Heute setzt sich immer mehr die Einsicht durch, dass gerade die Durchmischung wichtig ist. Städte müssen menschengerecht sein – was aber nicht möglich ist, wenn sie gleichzeitig autogerecht sein wollen. Für diesen Ansatz steht beispielsweise das Laufen Manifesto for a Humane Design Culture. Jan Gehl ist ein prominenter Vertreter einer neuen Art von Stadtplanung (Städte für Menschen, Berlin 2015).
Eine verwandte Richtung ist die Vernakuläre Architektur: Hier geht es darum, alte, allenfalls vergessene Techniken des Bauens wieder zu beleben und zu modernisieren – und zwar möglichst so, dass die späteren Bewohner beim Bau ihrer Häuser selbst mitarbeiten können. Siehe dazu die Website Learning from Vernacular der EPF Lausanne und mein Text «Wer Bambus hat, braucht keinen Stahl». Eine konkrete Anwendung ist das Projekt Nestown[http://nestown.org] – eine Musterstadt, anhand derer in Äthiopien, einem Land ohne urbane Tradition, zahlreiche Städte neu gegründet werden sollen. Die erste Nestown-Stadt, Buranest, ist derzeit am Entstehen.
Siehe zum Thema auch: Sybille Bauriedl et al. (Hg.): Stadtzukünfte denken.
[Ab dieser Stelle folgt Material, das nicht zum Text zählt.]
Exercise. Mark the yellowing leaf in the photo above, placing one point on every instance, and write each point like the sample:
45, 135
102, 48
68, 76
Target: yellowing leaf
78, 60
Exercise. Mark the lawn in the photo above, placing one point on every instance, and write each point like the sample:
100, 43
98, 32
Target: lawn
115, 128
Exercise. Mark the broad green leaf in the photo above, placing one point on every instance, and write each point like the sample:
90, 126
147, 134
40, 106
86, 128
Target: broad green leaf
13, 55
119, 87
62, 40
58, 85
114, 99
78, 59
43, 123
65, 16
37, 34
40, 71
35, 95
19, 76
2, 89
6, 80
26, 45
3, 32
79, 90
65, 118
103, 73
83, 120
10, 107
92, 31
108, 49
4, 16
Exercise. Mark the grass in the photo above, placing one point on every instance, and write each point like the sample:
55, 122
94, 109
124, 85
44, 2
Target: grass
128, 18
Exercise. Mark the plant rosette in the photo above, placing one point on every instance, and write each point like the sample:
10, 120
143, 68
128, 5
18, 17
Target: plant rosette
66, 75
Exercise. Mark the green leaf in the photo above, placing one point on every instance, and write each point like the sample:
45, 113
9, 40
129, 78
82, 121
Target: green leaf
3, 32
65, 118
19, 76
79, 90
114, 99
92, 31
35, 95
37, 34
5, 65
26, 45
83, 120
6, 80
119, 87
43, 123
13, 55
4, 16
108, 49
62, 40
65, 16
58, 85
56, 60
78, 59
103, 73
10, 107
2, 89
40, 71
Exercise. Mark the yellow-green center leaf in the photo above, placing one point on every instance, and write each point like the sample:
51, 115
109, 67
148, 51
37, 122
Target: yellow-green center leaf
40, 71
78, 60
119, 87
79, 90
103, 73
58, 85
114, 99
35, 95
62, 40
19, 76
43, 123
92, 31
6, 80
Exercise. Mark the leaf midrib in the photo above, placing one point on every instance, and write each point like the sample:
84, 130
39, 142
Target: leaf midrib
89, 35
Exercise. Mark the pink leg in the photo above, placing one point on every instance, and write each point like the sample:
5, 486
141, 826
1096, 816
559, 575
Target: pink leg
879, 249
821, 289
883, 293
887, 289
Nachhaltigkeit in europäischen Stadtregionen, München 2008.
Malthusianismus (Lena und Christian)
Eine der ältesten Positionen einer «Umweltdebatte» avant la lettre ist Robert Malthus: An Essay on the Principle of Population, 1798. Das Bevölkerungswachstum als Hauptursache der Umweltzerstörung taucht als Topos bis heute immer wieder auf. In der Schweiz gab es 2014 sogar eine Abstimmung über ein malthusianisches Volksbegehren (das aber an der Urne chancenlos war).
Prominentester und aggressivster Fürsprecher dieser Position ist Paul R. Ehrlich (teilweise zusammen mit seiner Frau Anne Ehrlich), etwa in The Population Bomb, 1968.
Eine kritische Theorie- und Wirkungsgeschichte des Malthusianismus ist Eric B. Ross: The Malthus Factor. Poverty, Politics and Population in Capitalist Development, Dorset 2000 (online: www.thecornerhouse.org.uk/resource/malthus-factor).
Ein kurzer Aufsatz von mir ist Marcel Hänggi: «I=PAT – Formel und Fetisch», in: Balthasar Glättli und Pierre-Alain Niklaus:Die unheimlichen Ökologen. Sind zu viele Menschen ein Problem?, Zürich 2014 (online www.mhaenggi.ch/texte/die-unheimlichen-okologen-sind-zu-viele-menschen-das-problem).
Die wohl extremste Gegenposition zum Malthusianismus ist Cesare Marchetti: «10 to the 12th. A Check on the Carrying Capacity of Earth», in: Energy 4 (1974), S.1107–1117.
Buen vivir (Sumak kawsay) / Glücksökonomie (Matthias und Mira)
In den letzten Jahren sind einige Ansätze in der Umweltdebatte aufgetaucht, die ein «gutes» resp. «glückliches» Leben ins Zentrum stellen: Von den andinen indigenen Kulturen stammt das Konzept des Buen vivir (auf Quechua: Sumak kawsay), das Ecuador und Bolivien in ihren Verfassungen verankert haben; einer der prominentesten Protagonisten idt der ehemalige ecuadorianische Energieminister Alberto Acosta. In den ökonomischen Wissenschaften hat der Zweig der Glücksökonomie einige Aufmerksamkeit erlangt, und das Königreich Bhutan orientiert sich am «Bruttonationalglück».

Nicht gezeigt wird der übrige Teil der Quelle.